Auditing Good Intentions

FOR ONCE, my mid-sized Indiana city is ahead of New York City fashion — policy fashion, at least. The Democratic nominee for mayor there is promising to build municipal-run grocery stores. Heck, we’ve had one of those for more than two years.

It was a political promise of our mayor as well. In both cases, the stated goal is to provide wholesome food options to the deserving. The unstated goal is to counteract vile, racist capitalism.

In any case, it provides us an opportunity to test the premise that urban food “deserts” are the result of racism and economic oppression independent of shoplifting, employee theft and violent street crime.

Also, we would like to know if economists are correct that the good intentions driving such projects can create unintended results — in this case, disruption in supply chains, market distortion and an invitation to corruption.

To be clear, the grocery is not designed to generate profit but rather to not lose money (not much of a distinction considering that the average private grocer operates on profit margin of 1.6 percent). The formal business plan anticipates initial losses with the expectation that the store will “eventually” reach a breakeven point.

That understood, after a couple of years it seems fair to promoters and critics alike that profit-and-loss accounting be applied so that the community has the information to ensure that the dollar value created by the store is greater than the dollar value of the community resources used to operate it. 

That is why the foundation today asked four questions of our city’s community development director, the fellow who nominally overseeing the municipal-nonprofit partnership that “owns” our full-service city grocery:

While we await his answers, we are boning up on other experiments with municipal-run grocery stores. 

The closest case we have found so far is the South End Grocer, a similar private-public partnership in Albany, NY. It closed in less than two years amid serious financial questions. You can read the gory details here

But the administration of Chicago Mayor Brandon Johnson is undeterred. It is reportedly inching toward a citywide experiment with municipal groceries. 

When a Walmart and a Whole Foods closed stores in areas of the city, the mayor blamed racism and promised to build his own. The grocers, though, say the closures were due to the stores being unprofitable because of crime. In fact, in 2023 over 2022, thefts in the so-called food deserts were up 25 percent, according to the Chicago Police Department, while robberies were up 11 percent.

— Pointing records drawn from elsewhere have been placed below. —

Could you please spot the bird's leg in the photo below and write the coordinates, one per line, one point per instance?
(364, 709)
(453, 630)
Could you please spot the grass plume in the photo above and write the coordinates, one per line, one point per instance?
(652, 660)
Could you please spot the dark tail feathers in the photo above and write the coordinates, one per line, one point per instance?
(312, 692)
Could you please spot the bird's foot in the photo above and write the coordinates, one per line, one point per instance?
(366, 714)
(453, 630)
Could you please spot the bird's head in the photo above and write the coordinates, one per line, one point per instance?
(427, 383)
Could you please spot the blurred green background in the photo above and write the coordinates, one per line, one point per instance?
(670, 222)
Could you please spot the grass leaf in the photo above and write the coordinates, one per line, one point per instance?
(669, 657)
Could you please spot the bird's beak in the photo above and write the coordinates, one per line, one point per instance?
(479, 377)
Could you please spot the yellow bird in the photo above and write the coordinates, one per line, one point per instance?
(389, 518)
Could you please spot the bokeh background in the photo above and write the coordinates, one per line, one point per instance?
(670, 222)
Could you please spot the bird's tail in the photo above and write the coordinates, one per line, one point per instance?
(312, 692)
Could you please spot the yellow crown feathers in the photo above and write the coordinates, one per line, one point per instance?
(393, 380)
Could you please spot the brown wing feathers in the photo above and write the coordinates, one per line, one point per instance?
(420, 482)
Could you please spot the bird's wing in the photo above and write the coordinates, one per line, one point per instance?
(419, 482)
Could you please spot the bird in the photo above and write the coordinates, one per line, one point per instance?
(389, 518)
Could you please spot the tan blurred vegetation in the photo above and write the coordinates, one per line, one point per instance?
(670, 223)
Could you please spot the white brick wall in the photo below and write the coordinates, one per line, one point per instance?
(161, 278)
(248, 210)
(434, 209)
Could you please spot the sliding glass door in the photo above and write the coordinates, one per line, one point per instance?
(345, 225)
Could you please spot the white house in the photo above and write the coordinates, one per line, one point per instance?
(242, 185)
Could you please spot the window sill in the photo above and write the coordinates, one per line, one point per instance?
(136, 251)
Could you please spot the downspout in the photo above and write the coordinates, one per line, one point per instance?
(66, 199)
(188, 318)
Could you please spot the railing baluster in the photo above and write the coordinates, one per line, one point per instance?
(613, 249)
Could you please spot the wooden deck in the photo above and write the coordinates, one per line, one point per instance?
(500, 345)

Again, crime or no crime, the tax revenue and inputs used by a city-run store have alternative uses, and without proper accounting a city cannot judge the store’s value. That, of course, is what our foundation hopes to clarify in its letter to the city. We will let Peter Jacobson at the Foundation for Economic Education explain further:

“Our big fear with municipal grocery stores shouldn’t be that they’ll be run like a department of motor vehicles. Our fear should be that centrally planned businesses will destroy wealth. In centrally planned socialism there is no wealth to destroy to enable them to even keep up appearances. Since the American economy is by and large capitalistic, the city-run grocery store will be able to operate so long as it can burn the wealth created by the free market.”